I drop my eyes, then flutter my lashes to send the thought back to wherever it came from.

More silence.

Deafening. Brain-screeching. Mind-chugging.

We stay breathing, and with each breath I draw, I feel like clawing at my skin because of how the silence crawls on me.

“Food will come,” his voice is the same as everything about him. Black. Only this time it feels the same as molten, still retaining the heat but clogged already from the absence of fire.

It makes me shiver. He makes me shiver.

“Eat and go to bed, it’s been a long night,” he turns to leave, but I catch up quickly.

“Please, music,” I shrink as I feel his eyes on me, and I don’t wait for him to ask why, “I can’t sleep without noise, please,” I explain anyway. “Master?” It’s a question because I don’t know what he would want to be addressed as yet.

“Alexa,” he thrums, the timbre ricocheting in my clattering bones, “Play something… classical.”

A sound booms through invisible speakers, and I shudder, darting around searching for it. Then the music comes.

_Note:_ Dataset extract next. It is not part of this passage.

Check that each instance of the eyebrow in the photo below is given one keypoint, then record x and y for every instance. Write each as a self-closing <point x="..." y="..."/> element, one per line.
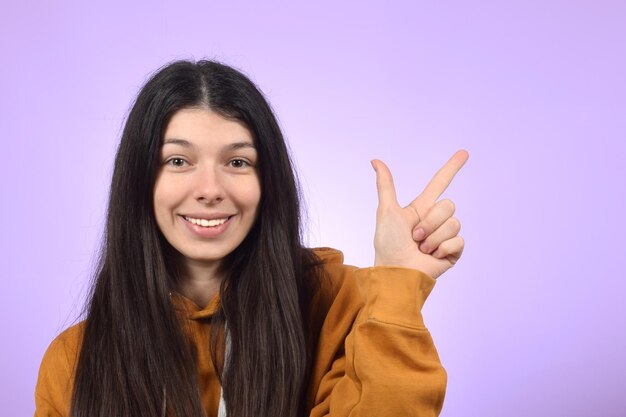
<point x="231" y="147"/>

Classical is my favorite.

Tears swell in my chest and mound my eyes as the song fills the room.

“Tell Alexa whatever you want to listen to,” he spins and struts with glacial steps out of the bedroom that is supposed to be mine.

I sit on the floor, pulling my knees to my chest as the soft harmony forms a bubble wrap around my worn-thin frame. I feel like a fabric that has been overworn and patched too many times, and at any point, I will turn chafed between the hard crush of fingers.

I drop my head on my knees and hug myself, marking this position as mine because I’m not leaving this spot. Everything else feels too good to be real.

He feels too good to be real.

But more than that, he feels familiar. Like the missing piece from the center of a puzzle. Like something I’m missing. Like someone I’m missing.

He might be a good thing—the first in fifteen years.

He might be the worst thing to happen to me yet.